Barcode Splitting Multiplexed Data

If you multiplexed samples into a single lane using Illumina's barcoded TruSeq adapters, you may need to split your reads into separate files for each sample.  The simplest way to do this is to use the Galaxy system's "Barcode Splitter" tool. If you don't already have access to Galaxy, you can request it by sending an email to the Lewis-Sigler Bioinformatics Group with your name, Princeton lab affiliation, and your Princeton NetID.

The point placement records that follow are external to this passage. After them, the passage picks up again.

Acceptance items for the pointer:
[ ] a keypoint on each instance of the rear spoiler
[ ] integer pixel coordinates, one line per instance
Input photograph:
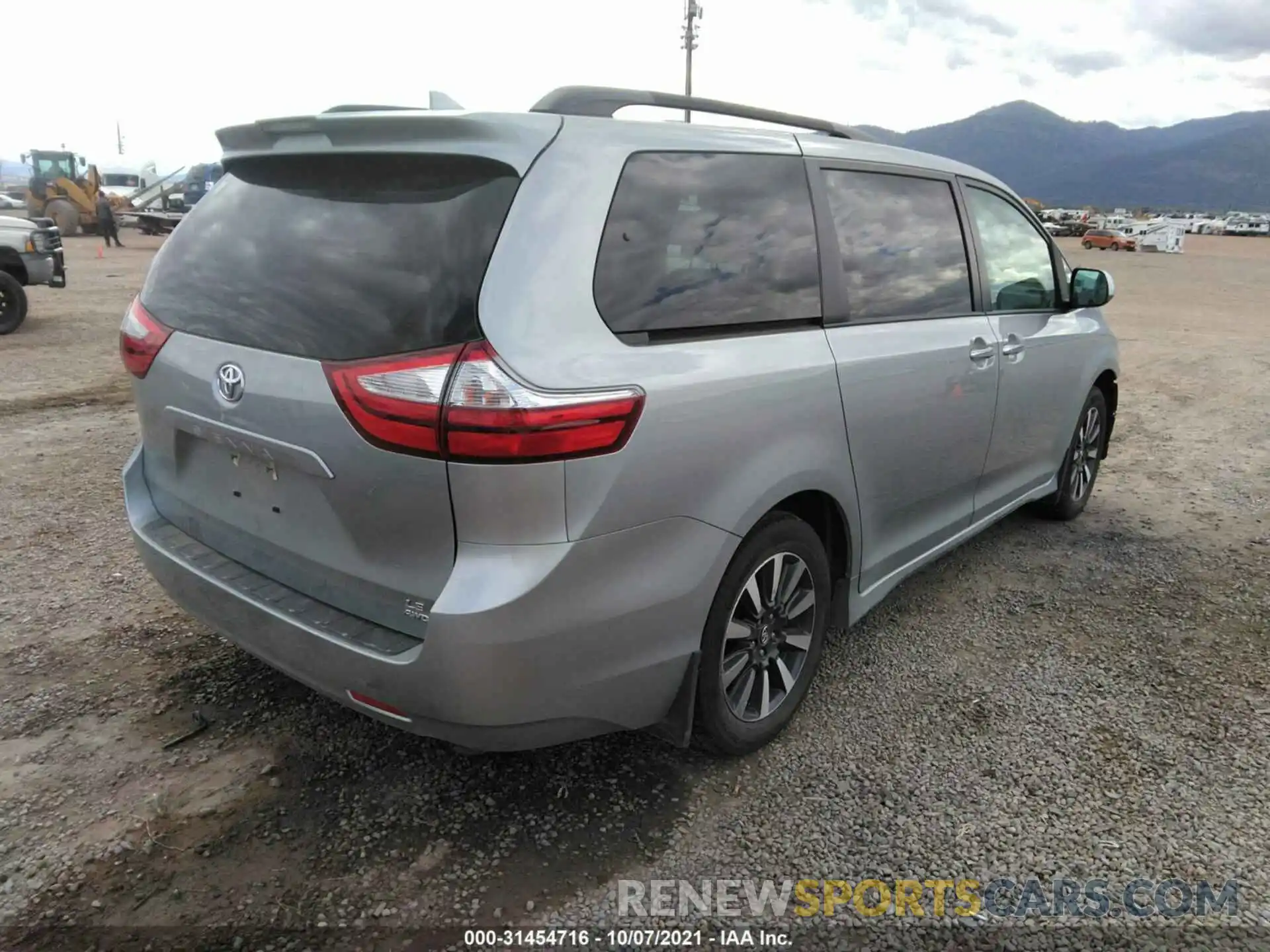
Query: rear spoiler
(512, 139)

Import your data into Galaxy

  1. Login to Galaxy
  2. Choose the Get Data => Princeton HTSEQ tool from the left menu
  3. Login to the HTSEQ database and use select the menu Search => Assay Search to find the assay you are interested in.
  4. Click the [Upload to Galaxy] button next to the Read 1 passed filter data file, and click Upload to Galaxy to confirm on the next page. You should now see a new data file in your Galaxy history that will be yellow while the data imports.
  5. Repeat this process for Read 2 (Index read) and the Barcodes file (if this is missing or inaccurate, you will need a tab delimited file with two columns, the first is the sample name and the second the barcode sequence that corresponds to it).
  6. For Paired End Runs Only - Upload Read 3 data

Split the data into individual files for each sample

  1. From the top menu, select [Shared Data] => [Published Workflows] 
  2. Choose either [Barcode Split (single-end)] or [Barcode Split (paired-end)] 
  3. Select [+ Import Workflow] from the top right, and click on "start using this workflow"
  4. Click on the new workflow from the menu [Imported: Barcode Split (single-end)] and select [Run]
  5. Select the appropriate data files in the menus for Read 1, Barcodes File, and Read 2.
  6. Choose an appropriate number of mismatches for the barcode matching (typically 0 or 1 mismatch is appropriate). For paired-end data, you must enter the same number of mistmatches for BOTH Barcode splitting steps.
  7. Click on [Run Workflow]. You will receive an email at your princeton.edu email address when the splitting is complete.

Review the results

Each input read will be split into multiple files, one for each sample in the barcodes file and one to hold reads that didn't match any known sample. There will also be a small report that indicates how many reads were matched to each sample and the percent of the total.